B. Le 7 décembre 2010 à 10:00, X.________ a été impliquée dans un accident de la circulation. Ses paroles, retranscrites dans le rapport de la Police de Lausanne du 24 janvier 2011, sont les suivantes:
"[…]
Venant du centre de la ville, au volant de ma Peugeot 206, je montais la route de Berne. J'étais dans la voie gauche de présélection, celle dirigeant les usagers en direction du chemin de Boissonnet. En fait, j'étais plutôt à cheval dans la piste de gauche et du milieu. Je roulais à 50km/h environ. A un moment donné, je pense à une cinquantaine de mètres de l'intersection, j'ai braqué un peu à gauche, pour être exactement à ma place. Le clignotant gauche était allumé, je ne voulais pas rouler sur deux voies. Soudain le côté gauche de ma Peugeot a heurté le flanc droit d'une auto qui était à ma gauche et qui me dépassait, à vive allure. J'ai déplacé ma voiture après l'accident, sans repérage, à cause de la circulation. J'avais la ceinture de sécurité et ne suis pas blessée. Je ne consomme pas de médicament ni de drogue. Je suis en bonne santé. Je me sens parfaitement capable de conduire.
[…]"
Y.________, automobiliste impliqué dans l'accident, a fait les déclarations suivantes:
"Au volant de ma Toyota Corolla, immatriculée ********, je circulais depuis la Sallaz, en direction de Boissonnet. A hauteur des immeubles 24-26, de la route de Berne, j'ai enfilé la présélection canalisant les usagers en direction de Sauvabelin.

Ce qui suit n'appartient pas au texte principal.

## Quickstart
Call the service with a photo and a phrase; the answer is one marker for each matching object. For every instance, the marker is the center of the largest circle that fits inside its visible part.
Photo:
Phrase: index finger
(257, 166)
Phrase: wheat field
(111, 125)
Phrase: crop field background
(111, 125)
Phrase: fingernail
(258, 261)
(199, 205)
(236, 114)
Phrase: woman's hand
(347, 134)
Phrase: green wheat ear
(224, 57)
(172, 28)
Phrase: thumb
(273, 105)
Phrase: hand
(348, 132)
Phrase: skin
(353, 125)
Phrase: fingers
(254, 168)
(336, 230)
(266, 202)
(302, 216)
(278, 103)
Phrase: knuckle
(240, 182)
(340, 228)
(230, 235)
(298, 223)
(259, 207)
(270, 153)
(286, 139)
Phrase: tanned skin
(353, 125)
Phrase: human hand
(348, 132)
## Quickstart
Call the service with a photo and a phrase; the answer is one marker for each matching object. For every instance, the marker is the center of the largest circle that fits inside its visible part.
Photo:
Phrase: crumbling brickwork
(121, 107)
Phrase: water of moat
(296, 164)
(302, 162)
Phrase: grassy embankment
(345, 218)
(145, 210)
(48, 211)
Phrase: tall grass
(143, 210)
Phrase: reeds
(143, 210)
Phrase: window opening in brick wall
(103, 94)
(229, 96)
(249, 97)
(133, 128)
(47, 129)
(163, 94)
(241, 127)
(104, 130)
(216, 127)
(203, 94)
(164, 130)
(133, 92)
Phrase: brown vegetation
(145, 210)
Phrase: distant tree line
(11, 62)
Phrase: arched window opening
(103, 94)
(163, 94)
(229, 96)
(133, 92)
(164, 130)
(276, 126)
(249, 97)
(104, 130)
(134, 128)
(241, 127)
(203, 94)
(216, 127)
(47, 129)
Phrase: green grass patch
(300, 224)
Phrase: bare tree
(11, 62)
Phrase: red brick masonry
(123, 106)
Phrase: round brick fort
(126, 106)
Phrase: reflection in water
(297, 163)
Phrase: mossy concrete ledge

Lors de cette manœuvre, j'ai remarqué sur ma droite, un véhicule piloté par une dame. Peu après, j'ai constaté que cette automobile se décalait progressivement sur la gauche. C'est ainsi que cette voiture s'est appuyée sur le flanc droit de mon véhicule. Je précise que lorsque j'ai constaté que la trajectoire dudit véhicule se décalait, j'ai serré le bord gauche de la route. A la suite de ce frottement, j'ai déplacé mon véhicule, sans le marquer au préalable sur la chaussée. Je faisais usage de la ceinture de sécurité et ne suis pas blessé.
[…]"
En résumé, le rapport de police établit ce qui suit:
"Au volant de sa Peugeot 206, venant de la Sallaz, Madame X.________ montait le tronçon inférieur de la route de Berne, en direction du chemin de Boissonnet, circulant sur les deux voies de présélection, soit celle de gauche et celle du milieu, selon ses propos. Parvenue à la hauteur de l'immeuble n° 24-26, elle obliqua à gauche. Inattentive lors de ce changement de direction, elle manqua d'égard envers la Toyota, pilotée par Monsieur Y.________, lequel, montait normalement le couloir de gauche. C'est ainsi que l'aile avant gauche de la Peugeot heurta le flanc droit de la Toyota. Suite à cet accrochage, les intéressés déplacèrent les véhicules, sans repérage au préalable sur la chaussée avant notre arrivée."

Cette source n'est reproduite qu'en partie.